Churn-rate denominator

start_date occurred before the first day of then given month
end_date is later than the last day of the previous month

I do not understand the logic here
this would mean if given month is Jan , then the start_date is any date of any month in the previous year so jan-dec?
But end_date is later than the last day of the previous month so later than Dec31
but then that is current month?

import datetime as dt

def get_customers(yearmonth):
year = yearmonth//100
month = yearmonth-year*100
date = dt.datetime(year, month, 1)

**return ((subs["start_date"] < date) & (date <= subs["end_date"])).sum()**

churn["total_customers"] = churn["yearmonth"].apply(get_customers)
churn["churn_rate"] = churn["total_churned"] / churn["total_customers"]
churn["yearmonth"] = churn["yearmonth"].astype(str)

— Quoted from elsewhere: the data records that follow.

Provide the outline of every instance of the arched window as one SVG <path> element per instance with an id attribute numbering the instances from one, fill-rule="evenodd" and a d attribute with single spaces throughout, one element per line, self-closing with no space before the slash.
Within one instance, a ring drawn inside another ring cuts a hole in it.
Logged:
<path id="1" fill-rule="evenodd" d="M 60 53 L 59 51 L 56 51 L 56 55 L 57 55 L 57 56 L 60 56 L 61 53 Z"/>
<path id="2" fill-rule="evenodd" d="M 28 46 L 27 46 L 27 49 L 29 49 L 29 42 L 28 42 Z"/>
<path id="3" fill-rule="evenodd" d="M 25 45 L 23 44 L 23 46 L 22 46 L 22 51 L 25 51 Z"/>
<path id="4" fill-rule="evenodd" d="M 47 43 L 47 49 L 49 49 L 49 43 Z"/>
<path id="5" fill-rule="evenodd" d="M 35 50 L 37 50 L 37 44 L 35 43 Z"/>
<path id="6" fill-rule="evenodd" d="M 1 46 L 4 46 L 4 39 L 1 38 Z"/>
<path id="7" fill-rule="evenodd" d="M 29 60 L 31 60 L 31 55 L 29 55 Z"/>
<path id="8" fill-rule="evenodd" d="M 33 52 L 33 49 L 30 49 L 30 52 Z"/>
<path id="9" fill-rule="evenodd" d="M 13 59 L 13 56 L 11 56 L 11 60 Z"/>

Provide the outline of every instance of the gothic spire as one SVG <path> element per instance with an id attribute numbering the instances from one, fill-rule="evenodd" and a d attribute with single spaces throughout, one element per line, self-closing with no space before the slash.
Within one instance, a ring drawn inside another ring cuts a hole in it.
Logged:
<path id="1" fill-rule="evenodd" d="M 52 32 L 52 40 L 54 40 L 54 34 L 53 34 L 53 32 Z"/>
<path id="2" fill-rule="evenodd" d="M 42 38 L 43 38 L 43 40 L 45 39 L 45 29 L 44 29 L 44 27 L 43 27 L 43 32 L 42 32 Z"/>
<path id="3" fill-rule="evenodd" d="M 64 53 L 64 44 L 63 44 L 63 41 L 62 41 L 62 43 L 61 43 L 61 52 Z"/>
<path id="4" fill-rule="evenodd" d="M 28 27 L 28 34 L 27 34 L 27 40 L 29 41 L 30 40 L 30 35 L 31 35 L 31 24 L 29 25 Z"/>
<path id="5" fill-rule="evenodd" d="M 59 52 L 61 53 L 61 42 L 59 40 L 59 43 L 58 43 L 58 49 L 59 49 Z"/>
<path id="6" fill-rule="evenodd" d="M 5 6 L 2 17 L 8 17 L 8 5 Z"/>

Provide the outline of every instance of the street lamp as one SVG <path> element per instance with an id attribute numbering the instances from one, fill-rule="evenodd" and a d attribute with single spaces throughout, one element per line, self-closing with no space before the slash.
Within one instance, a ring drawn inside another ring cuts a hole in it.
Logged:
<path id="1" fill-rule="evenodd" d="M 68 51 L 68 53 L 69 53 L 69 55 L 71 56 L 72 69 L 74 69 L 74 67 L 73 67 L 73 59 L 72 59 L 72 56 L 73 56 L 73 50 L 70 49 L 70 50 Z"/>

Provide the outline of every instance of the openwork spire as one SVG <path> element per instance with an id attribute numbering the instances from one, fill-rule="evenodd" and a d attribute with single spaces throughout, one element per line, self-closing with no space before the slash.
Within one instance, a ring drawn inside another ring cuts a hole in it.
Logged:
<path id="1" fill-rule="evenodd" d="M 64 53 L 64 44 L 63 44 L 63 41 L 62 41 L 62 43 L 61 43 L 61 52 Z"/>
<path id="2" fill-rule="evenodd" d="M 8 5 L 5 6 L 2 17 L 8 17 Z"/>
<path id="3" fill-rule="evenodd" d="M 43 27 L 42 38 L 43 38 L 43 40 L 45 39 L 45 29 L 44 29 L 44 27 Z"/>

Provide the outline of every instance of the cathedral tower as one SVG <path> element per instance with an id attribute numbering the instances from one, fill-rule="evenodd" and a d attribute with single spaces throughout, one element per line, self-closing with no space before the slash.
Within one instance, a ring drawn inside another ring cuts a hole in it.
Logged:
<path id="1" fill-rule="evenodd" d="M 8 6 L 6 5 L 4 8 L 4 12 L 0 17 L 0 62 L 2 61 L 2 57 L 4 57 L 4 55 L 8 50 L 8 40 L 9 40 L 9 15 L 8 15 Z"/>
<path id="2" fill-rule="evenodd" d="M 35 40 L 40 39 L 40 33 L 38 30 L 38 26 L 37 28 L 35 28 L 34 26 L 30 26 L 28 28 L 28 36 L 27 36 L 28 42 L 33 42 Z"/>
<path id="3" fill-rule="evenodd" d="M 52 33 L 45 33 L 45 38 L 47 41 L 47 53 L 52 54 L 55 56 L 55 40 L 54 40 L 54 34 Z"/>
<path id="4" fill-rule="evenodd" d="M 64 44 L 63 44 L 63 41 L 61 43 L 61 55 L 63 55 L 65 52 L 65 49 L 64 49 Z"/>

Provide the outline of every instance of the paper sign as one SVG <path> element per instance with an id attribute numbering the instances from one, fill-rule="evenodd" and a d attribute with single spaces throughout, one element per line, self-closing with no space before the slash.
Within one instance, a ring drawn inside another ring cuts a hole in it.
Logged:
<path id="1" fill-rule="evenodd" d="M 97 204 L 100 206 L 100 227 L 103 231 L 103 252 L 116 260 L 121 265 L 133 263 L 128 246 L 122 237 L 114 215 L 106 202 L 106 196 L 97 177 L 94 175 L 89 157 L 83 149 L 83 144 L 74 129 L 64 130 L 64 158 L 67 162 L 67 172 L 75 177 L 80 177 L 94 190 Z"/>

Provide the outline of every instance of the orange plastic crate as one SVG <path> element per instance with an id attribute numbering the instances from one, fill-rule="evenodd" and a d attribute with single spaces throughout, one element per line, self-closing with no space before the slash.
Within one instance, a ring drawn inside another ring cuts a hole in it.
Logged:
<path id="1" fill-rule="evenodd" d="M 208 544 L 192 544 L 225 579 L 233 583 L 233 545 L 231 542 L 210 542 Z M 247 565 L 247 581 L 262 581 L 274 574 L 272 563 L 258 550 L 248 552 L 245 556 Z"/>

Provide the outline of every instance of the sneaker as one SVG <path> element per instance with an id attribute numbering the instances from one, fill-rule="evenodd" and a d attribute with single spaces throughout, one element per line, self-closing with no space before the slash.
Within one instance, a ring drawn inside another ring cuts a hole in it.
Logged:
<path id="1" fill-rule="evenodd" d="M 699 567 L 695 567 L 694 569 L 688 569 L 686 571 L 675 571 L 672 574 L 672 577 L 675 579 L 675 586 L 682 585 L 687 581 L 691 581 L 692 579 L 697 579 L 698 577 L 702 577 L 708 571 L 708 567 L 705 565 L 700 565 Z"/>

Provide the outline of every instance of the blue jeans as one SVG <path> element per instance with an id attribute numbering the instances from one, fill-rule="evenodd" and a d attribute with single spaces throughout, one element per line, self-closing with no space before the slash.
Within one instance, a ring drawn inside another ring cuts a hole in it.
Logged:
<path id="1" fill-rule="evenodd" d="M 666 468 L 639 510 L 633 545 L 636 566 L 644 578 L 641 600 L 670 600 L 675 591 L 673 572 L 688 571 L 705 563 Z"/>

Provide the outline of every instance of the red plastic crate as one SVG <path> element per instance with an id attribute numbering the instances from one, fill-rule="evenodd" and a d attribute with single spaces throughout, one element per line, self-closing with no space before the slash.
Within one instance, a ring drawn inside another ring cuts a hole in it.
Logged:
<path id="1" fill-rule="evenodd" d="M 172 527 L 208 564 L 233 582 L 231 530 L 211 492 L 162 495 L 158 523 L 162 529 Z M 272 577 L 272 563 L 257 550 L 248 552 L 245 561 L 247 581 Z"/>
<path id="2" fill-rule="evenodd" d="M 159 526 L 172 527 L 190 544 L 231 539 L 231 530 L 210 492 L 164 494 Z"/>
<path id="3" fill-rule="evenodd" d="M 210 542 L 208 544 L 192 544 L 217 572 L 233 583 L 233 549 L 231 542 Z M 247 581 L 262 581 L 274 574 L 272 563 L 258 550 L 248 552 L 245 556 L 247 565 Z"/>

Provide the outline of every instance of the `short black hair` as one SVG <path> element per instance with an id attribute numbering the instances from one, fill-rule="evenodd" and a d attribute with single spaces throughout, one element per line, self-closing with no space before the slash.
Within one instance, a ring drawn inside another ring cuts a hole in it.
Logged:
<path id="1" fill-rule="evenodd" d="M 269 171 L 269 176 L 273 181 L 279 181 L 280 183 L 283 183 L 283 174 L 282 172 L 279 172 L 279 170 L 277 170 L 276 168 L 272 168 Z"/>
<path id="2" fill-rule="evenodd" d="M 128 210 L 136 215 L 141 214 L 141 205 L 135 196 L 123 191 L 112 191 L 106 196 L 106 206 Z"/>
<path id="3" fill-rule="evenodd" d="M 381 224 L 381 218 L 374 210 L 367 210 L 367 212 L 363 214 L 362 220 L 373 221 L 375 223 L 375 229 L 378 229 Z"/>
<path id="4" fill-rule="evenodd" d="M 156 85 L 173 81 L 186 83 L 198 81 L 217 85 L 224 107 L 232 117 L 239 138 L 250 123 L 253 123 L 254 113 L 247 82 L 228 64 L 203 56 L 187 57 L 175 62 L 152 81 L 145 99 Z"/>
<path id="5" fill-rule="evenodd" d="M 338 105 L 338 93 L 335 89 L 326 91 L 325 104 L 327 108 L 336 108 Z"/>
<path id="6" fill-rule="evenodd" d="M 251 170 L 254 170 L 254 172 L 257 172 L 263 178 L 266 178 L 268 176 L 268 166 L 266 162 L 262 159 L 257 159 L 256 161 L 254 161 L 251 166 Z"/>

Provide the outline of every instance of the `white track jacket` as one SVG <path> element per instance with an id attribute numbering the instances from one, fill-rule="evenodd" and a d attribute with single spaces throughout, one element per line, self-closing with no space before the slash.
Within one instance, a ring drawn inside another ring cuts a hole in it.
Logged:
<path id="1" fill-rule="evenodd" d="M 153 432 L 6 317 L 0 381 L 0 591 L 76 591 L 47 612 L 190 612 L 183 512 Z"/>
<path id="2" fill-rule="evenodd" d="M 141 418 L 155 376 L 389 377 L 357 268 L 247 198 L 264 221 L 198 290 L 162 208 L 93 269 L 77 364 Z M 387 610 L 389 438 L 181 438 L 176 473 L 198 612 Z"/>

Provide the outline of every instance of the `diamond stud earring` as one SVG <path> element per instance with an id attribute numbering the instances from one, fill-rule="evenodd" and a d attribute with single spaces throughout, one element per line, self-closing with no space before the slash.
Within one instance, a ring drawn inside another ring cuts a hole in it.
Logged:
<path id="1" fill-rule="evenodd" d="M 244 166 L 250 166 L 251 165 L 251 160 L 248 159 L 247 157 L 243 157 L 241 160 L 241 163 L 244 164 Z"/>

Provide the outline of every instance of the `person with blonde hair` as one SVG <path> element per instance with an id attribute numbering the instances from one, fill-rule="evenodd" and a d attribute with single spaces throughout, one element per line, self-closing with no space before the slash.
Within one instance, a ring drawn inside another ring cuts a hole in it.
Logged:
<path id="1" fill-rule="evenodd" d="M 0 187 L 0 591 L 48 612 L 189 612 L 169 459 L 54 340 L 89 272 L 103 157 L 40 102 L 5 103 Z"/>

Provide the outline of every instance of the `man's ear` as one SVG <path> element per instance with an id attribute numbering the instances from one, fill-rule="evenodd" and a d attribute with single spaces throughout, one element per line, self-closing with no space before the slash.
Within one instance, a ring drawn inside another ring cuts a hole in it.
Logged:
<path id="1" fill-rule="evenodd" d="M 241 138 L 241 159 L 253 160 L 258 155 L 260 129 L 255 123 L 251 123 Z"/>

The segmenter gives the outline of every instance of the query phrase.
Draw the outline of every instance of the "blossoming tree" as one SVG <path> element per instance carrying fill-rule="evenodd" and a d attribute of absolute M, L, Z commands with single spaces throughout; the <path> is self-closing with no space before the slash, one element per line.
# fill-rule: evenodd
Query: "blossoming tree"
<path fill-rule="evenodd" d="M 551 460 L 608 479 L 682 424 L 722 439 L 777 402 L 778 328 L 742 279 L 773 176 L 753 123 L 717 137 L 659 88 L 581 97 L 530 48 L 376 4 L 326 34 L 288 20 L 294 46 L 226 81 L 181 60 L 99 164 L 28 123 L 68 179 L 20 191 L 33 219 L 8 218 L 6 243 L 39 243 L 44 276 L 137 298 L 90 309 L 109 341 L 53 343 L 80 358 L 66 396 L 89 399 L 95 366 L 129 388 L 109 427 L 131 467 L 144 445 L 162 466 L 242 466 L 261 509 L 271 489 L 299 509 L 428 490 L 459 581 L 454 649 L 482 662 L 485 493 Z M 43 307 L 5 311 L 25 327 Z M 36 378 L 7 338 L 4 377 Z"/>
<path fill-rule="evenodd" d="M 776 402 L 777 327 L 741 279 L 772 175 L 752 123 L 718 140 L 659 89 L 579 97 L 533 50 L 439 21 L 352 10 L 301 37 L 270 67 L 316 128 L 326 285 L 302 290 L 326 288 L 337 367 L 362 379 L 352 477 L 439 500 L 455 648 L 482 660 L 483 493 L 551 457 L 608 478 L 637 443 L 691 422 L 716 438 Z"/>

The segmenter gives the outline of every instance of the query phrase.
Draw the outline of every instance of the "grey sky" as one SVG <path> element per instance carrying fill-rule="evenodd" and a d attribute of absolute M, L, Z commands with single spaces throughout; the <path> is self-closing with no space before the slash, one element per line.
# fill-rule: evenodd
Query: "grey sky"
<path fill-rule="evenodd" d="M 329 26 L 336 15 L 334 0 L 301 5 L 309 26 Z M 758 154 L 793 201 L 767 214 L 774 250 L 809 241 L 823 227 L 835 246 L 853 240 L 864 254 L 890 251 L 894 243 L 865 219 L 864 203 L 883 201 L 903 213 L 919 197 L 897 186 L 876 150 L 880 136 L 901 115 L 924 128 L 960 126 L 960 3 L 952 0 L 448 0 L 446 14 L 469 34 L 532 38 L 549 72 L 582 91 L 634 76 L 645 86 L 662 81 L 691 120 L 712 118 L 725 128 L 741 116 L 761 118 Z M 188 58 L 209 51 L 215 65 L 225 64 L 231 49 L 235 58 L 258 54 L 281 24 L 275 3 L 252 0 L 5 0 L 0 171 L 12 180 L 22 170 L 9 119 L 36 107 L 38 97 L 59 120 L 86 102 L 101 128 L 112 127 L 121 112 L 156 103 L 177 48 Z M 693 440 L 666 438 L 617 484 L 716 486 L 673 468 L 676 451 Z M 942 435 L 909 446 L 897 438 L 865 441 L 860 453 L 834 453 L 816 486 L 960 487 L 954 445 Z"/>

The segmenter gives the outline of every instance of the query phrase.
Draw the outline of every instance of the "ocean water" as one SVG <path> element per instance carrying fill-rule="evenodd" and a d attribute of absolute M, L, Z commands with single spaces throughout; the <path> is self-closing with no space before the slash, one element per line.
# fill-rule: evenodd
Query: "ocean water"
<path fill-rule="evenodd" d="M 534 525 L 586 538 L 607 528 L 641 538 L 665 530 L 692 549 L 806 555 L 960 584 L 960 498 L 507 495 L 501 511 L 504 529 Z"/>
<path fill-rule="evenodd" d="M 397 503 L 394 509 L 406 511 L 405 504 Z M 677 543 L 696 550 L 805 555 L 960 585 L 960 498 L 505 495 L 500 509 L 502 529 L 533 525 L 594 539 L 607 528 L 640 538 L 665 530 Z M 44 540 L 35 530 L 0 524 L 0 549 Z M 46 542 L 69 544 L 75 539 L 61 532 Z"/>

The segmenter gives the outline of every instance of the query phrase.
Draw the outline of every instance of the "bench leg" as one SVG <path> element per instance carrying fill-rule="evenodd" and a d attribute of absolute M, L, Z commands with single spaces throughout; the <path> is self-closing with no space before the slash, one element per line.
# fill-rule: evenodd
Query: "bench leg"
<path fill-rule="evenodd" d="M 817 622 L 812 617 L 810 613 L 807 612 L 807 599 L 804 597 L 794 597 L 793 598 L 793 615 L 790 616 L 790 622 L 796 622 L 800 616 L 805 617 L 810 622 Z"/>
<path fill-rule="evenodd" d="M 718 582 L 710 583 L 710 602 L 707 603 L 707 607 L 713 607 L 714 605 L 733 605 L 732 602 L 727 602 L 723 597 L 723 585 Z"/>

arange = __import__("numpy").arange
Ellipse = __import__("matplotlib").patches.Ellipse
ax = churn.plot(x="yearmonth", y="churn_rate", figsize=(12,6), rot=45, marker=".")
start, end = ax.get_xlim()
ax.get_xticks()
ax.set_xticks(arange(2, end, 3))
ax.set_xticklabels(yearmonths[2::3])
circle = Ellipse((35, churn.loc[churn.yearmonth == "201312", "churn_rate"].iloc[0]),
5, 0.065, color='sandybrown', fill=False
)
ax.xaxis.label.set_visible(False)
ax.spines['top'].set_visible(False)
ax.spines['right'].set_visible(False)
ax.get_legend().remove()
• create a function that takes as input an integer representing a month in the format yyyymm and returns the number of rows in subs satisfying all of the following criteria:
• start_date occurred before the first day of then given month
• end_date is later than the last day of the previous month
• Create a column in churn named total_customers that is the result of applying the function created in the previous step to churn["yearmonth"] .
• Calculate the churn rate for each month:
• Divide the total_churned column by total_customers
• Assign the result to a column called churn_rate
• Set yearmonth as a string type.
• Use the commented code to plot the churn rate across time.

Hello @jamesberentsen

If you are concerned about how the function works, here is what I did:

First you have two dataframes: subs and churn. You have your start_date and end_date information in subs. The subs dataframe is already preloaded. It is a global variable and can be accessed in the get_customer function.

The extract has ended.